Di samping itu, saat di Mina, terjadi kecelakaan di kamar mandi. Bentuk kamar mandi di ARMINA umumnya adalah bilik dengan ukuran 1,2 m x 0,8 m. Kamar mandi menggunakan semprotan (shower) di atas kepala, di area kaki kita adalah WC/kakus jongkok atau duduk. Fondasi bangunan kamar mandi bukan permanen, karena dibangun di atas pasir, oleh karena itu sudah dihitungkan besarnya kekuatan menahan beban satu orang pengguna. Kecelakaan terjadi karena yang masuk ke kamar mandi kecil tersebut lebih dari satu orang, akibatnya lantai kamar mandi runtuh yang mengakibatkan pengguna tersebut masuk ke lubang septic tank. Mengapa yang masuk lebih dari satu orang? Hal itu karena banyaknya antrian di depan kamar mandi, sehingga menimbulkan ketidaksabaran atau ketidakkuatan dalam menahan buang hajat. Oleh karena itu, kita perlu merubah pola pikir dan kebiasaan kita di negeri orang, mana yang perlu dipertahankan dan mana yang dapat diubah itu adalah pilihan kita. Namun demikian, Allah SWT akan ridho kepada umatnya yang sabar, yaitu mampu menahan emosi dan rasa ke-aku-an, contohnya: dengan mengurangi frekuensi mandi di kawasan yang sulit air dan kamar mandi yang terbatas.
Kejadian di Arafah lain lagi. Toilet untuk maktab kami ternyata belum selesai 100 persen. Toilet kami tersebut belum ada aliran listrik untuk lampunya. Saat saya tiba di Arafah sudah larut malam. Ketika saya ke toilet ternyata gelap gulita, untung di dalam tas paspor saya (tas kecil yang diperoleh dari pemerintah via armada penerbangan) ada lampu senter. Dengan pencahayaan dari lampu senter, saya masih dapat memeriksa kondisi toilet untuk menghindari najis sehingga dengan tenang saya dapat melaksanakan kebutuhan pokok saya. Kesimpulannya: siapkan lampu senter kecil yang cukup masuk ke tas paspor untuk berjaga-jaga. Padahal tujuan awal dari penggunaan lampu senter tersebut adalah untuk mencari batu kerikil yang akan digunakan saat lontar jumrah, ternyata lebih dulu digunakan saat di Arafah.
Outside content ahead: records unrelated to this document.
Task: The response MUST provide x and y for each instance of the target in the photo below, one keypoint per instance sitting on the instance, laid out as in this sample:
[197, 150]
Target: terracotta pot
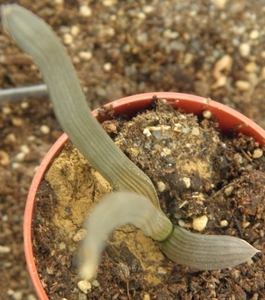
[228, 119]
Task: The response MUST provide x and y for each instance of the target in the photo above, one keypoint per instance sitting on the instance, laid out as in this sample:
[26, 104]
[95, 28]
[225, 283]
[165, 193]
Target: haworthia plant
[137, 201]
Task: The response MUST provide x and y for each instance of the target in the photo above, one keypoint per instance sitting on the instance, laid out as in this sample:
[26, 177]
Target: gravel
[210, 48]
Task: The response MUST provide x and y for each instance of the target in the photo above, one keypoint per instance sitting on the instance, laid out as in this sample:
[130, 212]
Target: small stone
[85, 55]
[161, 271]
[250, 262]
[24, 105]
[84, 286]
[251, 67]
[165, 152]
[108, 3]
[67, 39]
[75, 30]
[161, 186]
[24, 149]
[187, 182]
[244, 49]
[200, 223]
[4, 158]
[242, 85]
[257, 153]
[141, 15]
[207, 114]
[6, 110]
[80, 235]
[188, 58]
[224, 223]
[4, 249]
[107, 67]
[195, 131]
[178, 127]
[16, 166]
[245, 224]
[17, 121]
[170, 34]
[147, 9]
[220, 3]
[20, 157]
[10, 138]
[238, 158]
[224, 63]
[45, 129]
[147, 132]
[229, 190]
[254, 34]
[95, 283]
[85, 10]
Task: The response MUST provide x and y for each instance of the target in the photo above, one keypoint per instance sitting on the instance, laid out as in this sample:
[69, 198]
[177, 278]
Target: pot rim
[227, 117]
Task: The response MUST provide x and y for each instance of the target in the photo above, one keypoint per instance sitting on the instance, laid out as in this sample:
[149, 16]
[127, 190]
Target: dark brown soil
[223, 182]
[156, 46]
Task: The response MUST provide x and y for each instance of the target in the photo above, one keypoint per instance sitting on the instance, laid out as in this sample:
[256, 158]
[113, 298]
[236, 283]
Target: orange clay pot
[228, 118]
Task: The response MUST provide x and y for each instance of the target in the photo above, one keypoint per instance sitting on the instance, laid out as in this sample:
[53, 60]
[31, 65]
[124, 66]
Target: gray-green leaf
[206, 252]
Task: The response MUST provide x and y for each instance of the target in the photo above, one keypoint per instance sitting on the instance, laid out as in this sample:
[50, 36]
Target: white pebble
[147, 132]
[20, 156]
[24, 105]
[4, 249]
[15, 166]
[244, 49]
[251, 67]
[67, 39]
[109, 2]
[95, 283]
[161, 271]
[4, 158]
[199, 223]
[141, 16]
[75, 30]
[84, 286]
[254, 34]
[147, 9]
[229, 190]
[161, 186]
[195, 131]
[188, 58]
[85, 10]
[224, 223]
[6, 110]
[187, 182]
[242, 85]
[178, 127]
[170, 34]
[85, 55]
[79, 236]
[24, 149]
[257, 153]
[107, 67]
[45, 129]
[220, 3]
[146, 297]
[165, 152]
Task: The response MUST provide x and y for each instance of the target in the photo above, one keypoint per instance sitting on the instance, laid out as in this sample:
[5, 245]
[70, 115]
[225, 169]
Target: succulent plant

Hal lain yang perlu ditekankan pada saat manasik haji di tanah air adalah pentingnya hadits yang berbunyi “Kebersihan adalah sebagian dari iman”. Hal ini penting karena saya masih menjumpai adanya najis yang dibuang tidak pada tempatnya, sesuatu yang tidak islami dan menghalangi kesucian diri, di area umum seperti saat pelaksanaan haji (ARMINA), tempat istirahat antara Makkah-Madinah, juga di bandara. Hal tersebut dapat terjadi karena tidak terbiasa dengan bentuk toiletnya atau keterbatasan tersedianya kakus.
Disamping itu, kita perlu menjaga ucapan kita, jangan sampai keluar kata-kata mencela, kata-kata buruk atau makian yang mungkin saja keluar saat mengantri dan melihat hal-hal yang buruk. Saat di tanah suci, akibat ucapan buruk yang keluar dari mulut kita, kita langsung mendapat sanksi dari Allah SWT. Jadi lebih baik kita mengucapkan istighfar saja.
Wal allaahu ‘alam.

Satu hal yang umum dijumpai di Indonesia tetapi tidak ada di Arab Saudi adalah bak mandi dan gayungnya. Di sana serba menggunakan kran dan selang semprot. Oleh karena itu perlu adanya adaptasi kebiasaan yang terkait dengan kamar mandi. Tempat wudhu selalu tersedia, sehingga tidak perlu berwudhu di dalam kamar mandi atau toilet.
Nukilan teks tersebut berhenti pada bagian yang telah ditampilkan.